How Big Data Is Changing Government

While big data has become a relatively new buzzword for everyday citizens, the government has been leveraging big data to improve governance for a few years now. Barack Obama appointed the first Chief Data Scientist in 2015 and Donald Trump has assembled his own American technology Council to streamline digital solutions across the federal agencies.

How Big Data Is Changing Government

Big data is able to identify patterns from large volume and varied data sets. Big data has many practical information from improving national security to protecting consumers from fraudulent activity. Mainly, big data makes government more efficient.

Since its founding, the big data firm Palantir Technologies has received over $120 million in funding from a variety of federal and local agencies, including the CIA, NSA, and FBI.

While big data analytics can help the government make more informed decisions there are also many caveats and ethical questions that arise from these applications.

Political Campaigns

One way that big data has shaped government is by altering our perception of our political leaders. Cambridge Analytica, a firm previously associated with a pro-Brexit political campaign, infamously claimed to have worked with Donald Trump’s campaign for president. While they have later retracted this claim, the firm has been associated with a number of other winning political campaigns, including those of senator Ted Cruz and Ben Carson.

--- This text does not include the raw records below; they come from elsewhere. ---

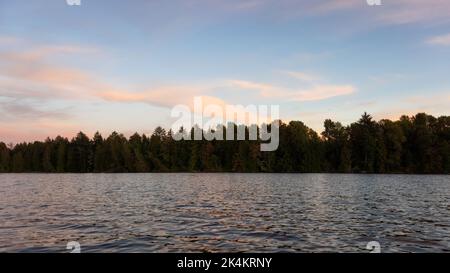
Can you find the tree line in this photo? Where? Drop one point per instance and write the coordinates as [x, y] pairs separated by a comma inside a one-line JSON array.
[[417, 144]]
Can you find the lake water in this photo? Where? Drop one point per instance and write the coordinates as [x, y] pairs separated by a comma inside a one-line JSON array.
[[224, 212]]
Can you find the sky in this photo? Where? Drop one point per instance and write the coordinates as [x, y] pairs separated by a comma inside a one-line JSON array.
[[112, 65]]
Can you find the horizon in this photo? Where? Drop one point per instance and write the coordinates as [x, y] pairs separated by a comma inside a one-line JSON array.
[[117, 66], [167, 129]]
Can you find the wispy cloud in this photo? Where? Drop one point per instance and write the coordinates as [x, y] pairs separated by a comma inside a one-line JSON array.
[[313, 93]]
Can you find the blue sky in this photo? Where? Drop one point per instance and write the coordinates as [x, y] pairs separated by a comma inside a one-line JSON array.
[[122, 65]]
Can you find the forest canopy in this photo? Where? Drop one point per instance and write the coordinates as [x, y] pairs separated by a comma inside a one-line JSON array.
[[418, 144]]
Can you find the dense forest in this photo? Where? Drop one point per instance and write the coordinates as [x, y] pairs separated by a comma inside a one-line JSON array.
[[418, 144]]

Cambridge Analytica claims to have over 5,000 data points on over 320 million Americans. With this information, Cambridge Analytica is able to interpret the political views and associations of everyday behaviours based on the sites they use and the Facebook links they click and engage with. This concept is essentially the same as advertising, but it can greatly aid politicians by allowing them to better understand their constituency and their demands. This data will potentially transform the way political campaigns are run.

Risks and Issues

Big data represents a collection of personal information, including demographic and psychometric data. This raises ethical issues, such as people’s right to online privacy and the ethical dilemma of sharing this data with third party organizations.

While big data can be leveraged to understand political constituencies, many firms, such as Cambridge Analytica, use big data to change audience behaviour. Targeting users with politically biased information or “fake news” now becomes a strategic marketing effort to change audience behaviour and shape political beliefs. Beyond this, law enforcement and intelligence agencies can use this information to identify and target political groups, as well as identify citizens who are more likely to commit crimes based on behavioural data. Consider a future where local law enforcement can identify drug users based on their online habits.

Better Governance

Of course, big data is not all bad. Analytics software presents incredible opportunities for local and federal agencies to improve governance.

  • Big data can help the Department of Health Human Services identify areas where antiviral medicines are most needed to treat outbreaks.
  • Predictive analytics can give accurate estimates of how well different laws and regulations will impact social and economic activity.
  • National intelligence agencies can identify transaction patterns to trace out fraudulent activity to protect consumers.
  • National intelligence agencies can also use big data and location tracking to identify areas of potential terrorist attacks.
  • The Department of Education can identify trends in how we learn to adopt more informed policies that foster better learning outcomes.

Final Thoughts

Leveraging big data can help governments by collecting information that will help politicians make more informed decisions. Yet, leaving this information in the hands of politicians doesn’t always imply the best decisions will be made. In fact, this data could be used to only increase political capital for politicians at the expense of the public.

There are also privacy concerns with big data and many people are skeptical of change on any level. While we accept data sharing, to some degree, from commercial enterprises, are we alright with our politicians having access to this technology? Does this data help government better serve the people or the people better serve the government?